Depistaggi su Stefano Cucchi, il colonnello Sabatino assolto in Cassazione
La Corte di Cassazione ha assolto il colonnello Sabatino per depistaggi legati alla morte di Stefano Cucchi, dopo 16 anni di battaglie.
La Corte di Cassazione ha assolto il colonnello dei carabinieri Lorenzo Sabatino per i presunti depistaggi legati alla morte di Stefano Cucchi, un caso che ha segnato una lunga battaglia giudiziaria. La sentenza, arrivata dopo 16 anni di dibattimenti, ha concluso il procedimento che coinvolgeva il militare e altri carabinieri per reati come falso, favoreggiamento e omessa denuncia. La decisione ha riconosciuto la mancanza di elementi sufficienti a configurare un reato per Sabatino, annullando la condanna precedente. La famiglia di Stefano Cucchi, morto nel 2009, ha espresso sollievo e gratitudine per il risultato raggiunto.
La sentenza di Cassazione e le motivazioni
La Corte di Cassazione ha accolto il ricorso presentato dalla difesa del colonnello Sabatino, condividendo la posizione della procura generale. Quest’ultima aveva chiesto l’annullamento senza rinvio della condanna pronunciata in appello, sostenendo che i fatti contestati non configurassero un reato. Secondo il procuratore generale, la decisione della Corte d’Appello era caratterizzata da criticità nelle motivazioni e da passaggi giudicati incoerenti. La Suprema Corte ha ritenuto fondata questa valutazione, arrivando all’assoluzione definitiva del militare.
La famiglia di Stefano Cucchi ha espresso un commento su Facebook, in cui ha scritto: “Si chiude un capitolo. Dopo 16 anni di battaglie giudiarie, alcuni dei quali in salita per responsabilità di coloro che, con Stefano ancora da seppellire, stavano già mettendo in piedi i falsi e i depistaggi.” La famiglia ha anche sottolineato che i falsi e i depistaggi oggi sono definitivamente riconosciuti dalla Suprema Corte di Cassazione, tra condanne confermate e chi si è salvato grazie alla prescrizione.
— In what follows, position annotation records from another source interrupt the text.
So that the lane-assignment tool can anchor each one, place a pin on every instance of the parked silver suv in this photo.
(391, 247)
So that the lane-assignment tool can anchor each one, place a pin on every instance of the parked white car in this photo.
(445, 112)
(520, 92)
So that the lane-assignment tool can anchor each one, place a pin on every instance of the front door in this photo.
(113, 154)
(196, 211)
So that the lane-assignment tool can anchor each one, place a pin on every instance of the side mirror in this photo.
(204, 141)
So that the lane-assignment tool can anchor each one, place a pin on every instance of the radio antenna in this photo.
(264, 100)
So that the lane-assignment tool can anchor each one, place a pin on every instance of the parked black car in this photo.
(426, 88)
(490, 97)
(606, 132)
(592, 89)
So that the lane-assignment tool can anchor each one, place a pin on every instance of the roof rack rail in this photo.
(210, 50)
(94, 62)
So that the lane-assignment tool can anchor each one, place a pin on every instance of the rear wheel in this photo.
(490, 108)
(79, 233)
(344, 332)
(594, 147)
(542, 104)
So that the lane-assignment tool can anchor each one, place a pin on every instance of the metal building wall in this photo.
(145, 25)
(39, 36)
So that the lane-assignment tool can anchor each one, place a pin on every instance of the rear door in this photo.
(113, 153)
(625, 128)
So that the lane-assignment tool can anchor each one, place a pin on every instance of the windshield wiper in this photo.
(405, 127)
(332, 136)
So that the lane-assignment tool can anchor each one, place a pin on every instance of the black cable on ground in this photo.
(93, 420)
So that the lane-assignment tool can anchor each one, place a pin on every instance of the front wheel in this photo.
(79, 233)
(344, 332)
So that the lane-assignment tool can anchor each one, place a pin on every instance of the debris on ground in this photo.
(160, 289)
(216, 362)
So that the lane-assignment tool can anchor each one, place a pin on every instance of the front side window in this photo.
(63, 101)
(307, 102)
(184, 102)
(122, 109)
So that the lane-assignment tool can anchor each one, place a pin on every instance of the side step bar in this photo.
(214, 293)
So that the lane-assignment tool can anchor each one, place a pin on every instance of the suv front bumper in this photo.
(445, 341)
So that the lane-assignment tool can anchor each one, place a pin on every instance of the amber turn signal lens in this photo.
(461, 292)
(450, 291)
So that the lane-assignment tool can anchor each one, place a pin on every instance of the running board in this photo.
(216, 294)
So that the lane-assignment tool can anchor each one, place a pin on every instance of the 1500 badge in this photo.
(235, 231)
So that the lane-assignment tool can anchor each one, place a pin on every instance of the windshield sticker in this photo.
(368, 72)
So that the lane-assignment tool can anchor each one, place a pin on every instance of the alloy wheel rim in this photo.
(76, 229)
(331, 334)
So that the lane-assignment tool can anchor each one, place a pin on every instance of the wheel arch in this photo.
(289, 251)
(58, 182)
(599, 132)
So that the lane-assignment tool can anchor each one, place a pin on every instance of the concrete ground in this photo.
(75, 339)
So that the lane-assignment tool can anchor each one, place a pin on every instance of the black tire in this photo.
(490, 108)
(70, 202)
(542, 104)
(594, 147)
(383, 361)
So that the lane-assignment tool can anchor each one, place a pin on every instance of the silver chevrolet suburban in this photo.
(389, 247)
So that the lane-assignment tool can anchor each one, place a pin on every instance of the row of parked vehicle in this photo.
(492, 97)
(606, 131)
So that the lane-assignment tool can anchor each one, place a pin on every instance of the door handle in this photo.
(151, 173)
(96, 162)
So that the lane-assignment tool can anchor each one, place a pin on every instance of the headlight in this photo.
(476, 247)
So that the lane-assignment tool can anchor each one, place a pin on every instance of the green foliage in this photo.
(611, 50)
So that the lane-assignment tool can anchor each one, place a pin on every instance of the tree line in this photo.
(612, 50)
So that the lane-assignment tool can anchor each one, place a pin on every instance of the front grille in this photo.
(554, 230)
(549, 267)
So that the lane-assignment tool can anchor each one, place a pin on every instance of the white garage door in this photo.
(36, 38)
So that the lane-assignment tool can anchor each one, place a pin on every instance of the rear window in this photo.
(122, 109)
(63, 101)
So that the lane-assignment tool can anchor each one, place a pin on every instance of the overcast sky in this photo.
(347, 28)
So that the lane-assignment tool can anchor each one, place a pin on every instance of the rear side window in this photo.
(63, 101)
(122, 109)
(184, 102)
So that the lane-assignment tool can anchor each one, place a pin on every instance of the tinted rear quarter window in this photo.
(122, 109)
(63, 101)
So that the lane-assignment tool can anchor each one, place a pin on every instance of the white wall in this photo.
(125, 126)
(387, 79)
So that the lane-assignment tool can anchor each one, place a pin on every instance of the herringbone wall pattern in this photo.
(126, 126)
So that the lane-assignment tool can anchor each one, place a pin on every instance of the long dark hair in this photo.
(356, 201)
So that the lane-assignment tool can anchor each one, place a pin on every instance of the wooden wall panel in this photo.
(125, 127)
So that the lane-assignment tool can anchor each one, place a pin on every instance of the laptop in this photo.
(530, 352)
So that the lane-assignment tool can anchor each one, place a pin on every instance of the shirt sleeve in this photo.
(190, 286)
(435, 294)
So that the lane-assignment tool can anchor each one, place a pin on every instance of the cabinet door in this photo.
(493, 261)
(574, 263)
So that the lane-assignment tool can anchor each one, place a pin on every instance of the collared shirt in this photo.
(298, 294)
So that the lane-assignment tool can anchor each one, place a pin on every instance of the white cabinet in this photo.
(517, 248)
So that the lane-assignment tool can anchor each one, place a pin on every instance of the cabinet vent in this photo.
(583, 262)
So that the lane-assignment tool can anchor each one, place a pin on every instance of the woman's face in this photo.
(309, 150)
Le condanne degli altri imputati
Per gli altri carabinieri coinvolti nel procedimento, le decisioni sono state diverse. I ricorsi presentati da Francesco Di Siano e Luca De Cian sono stati respinti, confermando le condanne a dieci mesi e a due anni e mezzo di reclusione. La Cassazione ha invece dichiarato inammissibili i ricorsi di Alessandro Casarsa, Luciano Soligo e Francesco Cavallo. Per questi ultimi, la Corte d’Appello aveva già riconosciuto che i reati contestati erano ormai prescritti.
Il risultato di oggi è merito della Procura di Roma, della serietà e dell’impegno del Pubblico ministero Giovanni Musarò e del Procuratore generale Tomaso Epidendio. E con loro, vogliamo ringraziare Cittadinanza Attiva, che in tutti questi anni è sempre rimasta al nostro fianco.
La famiglia di Stefano Cucchi ha espresso un commento su Facebook, in cui ha scritto: “Falsi e depistaggi oggi definitivamente riconosciuti dalla Suprema Corte di Cassazione, tra condanne confermate e chi si è salvato grazie alla prescrizione. Capiremo poi dalle motivazioni le ragioni di un annullamento senza rinvio, che è un fatto non così frequente. Quello che conta ora è che a nessuna di queste persone sia mai più consentito di indossare una divisa né tanto meno di fare carriera.”
La famiglia ha anche sottolineato che “Si chiude una parte della nostra vita fatta di impegno e anche tanto dolore. Siamo partiti in quattro e siamo rimasti in due. Per questo oggi il nostro pensiero va a papà Giovanni e mamma Rita, che in quelle aule di tribunale abbiamo visto ammalarsi per poi, di quella sofferenza, morire. È la nostra vittoria contro l’arroganza del potere. E la dimostrazione che era giusto crederci, nonostante il prezzo altissimo che le nostre vite hanno dovuto pagare.”